Monday, August 8, 2011

The Times They Are a-Changin'

Sure, the song says “Everybody must get stoned,” but after seeing the great Bob Dylan Saturday night at Jacob’s Pavilion at Nautica in Cleveland, the phrase running through my mind is “Everybody must get old.”
Don’t get it twisted – I love Dylan. After all, the dude is 70 and still rocking out. And he did rock Saturday night – just not as long as I remember him rocking at previous shows.
I’m guessing that was my seventh time seeing one of the greatest songwriters of the the 20th century. Maybe it was six, maybe it was eight, but you get the idea: I’m no stranger to Dylan concerts.
If you’ve seen Dylan over the last 15 years or so, you know what you’re going to get. Dylan drags his now-gravelly voice through a selection of tunes from his vast discography, reinventing them along the way. This is not a man who sings songs they way they sound on his record. Accept this, and you’re likely to enjoy them.
It helps that Dylan always has a topnotch backup band. The evolving collection of musicians always brings a nice rock crunch to his often folkie repertoire.
Saturday night, Bob Dylan and His Band rock and rolled through a set that began with “Rainy Day Women No. 12 & 35” (“Everybody must get stoned”) and soon gave us “Tangled Up in Blue” and “Missisippi” – one of his best songs of the last decade – before steamrolling through “Highway 61 Revisited,” “Like a Rolling Stone” and “All Along the Watchtower.”
It was all good, but it was over pretty fast. But hey, when I’m 70 I’m guessing I’ll be taking it lot easier than Dylan.
My only real complaint with the show was its strict anti-photography policy. Many artists frown on fans taking video with their smartphones, but they’re generally fine with still photography. Not Dylan. His people had the Nautica staff in crackdown mode. When I merely had my phone in my hand, I was told by one very nice gentleman that they didn’t even want people having their cell phones out.

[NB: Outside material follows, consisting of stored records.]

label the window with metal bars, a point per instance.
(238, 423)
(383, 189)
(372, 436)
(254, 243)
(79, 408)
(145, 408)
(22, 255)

Either Dylan makes a lot of cash selling his image or this is one cat who really doesn’t like how he looks in photos.
It’s too bad. I like taking concert photos with my iPhone 4, posting a couple on social media sites and saving the rest for the memories. But, to quote The Rolling Stones, “You Can’t Always Get What You Want.”
I hope to see Dylan again, but who knows?
So no photos? Fine.
Fairly short set? Cool.
I still got one more night in the presence of an American icon and a musical genius.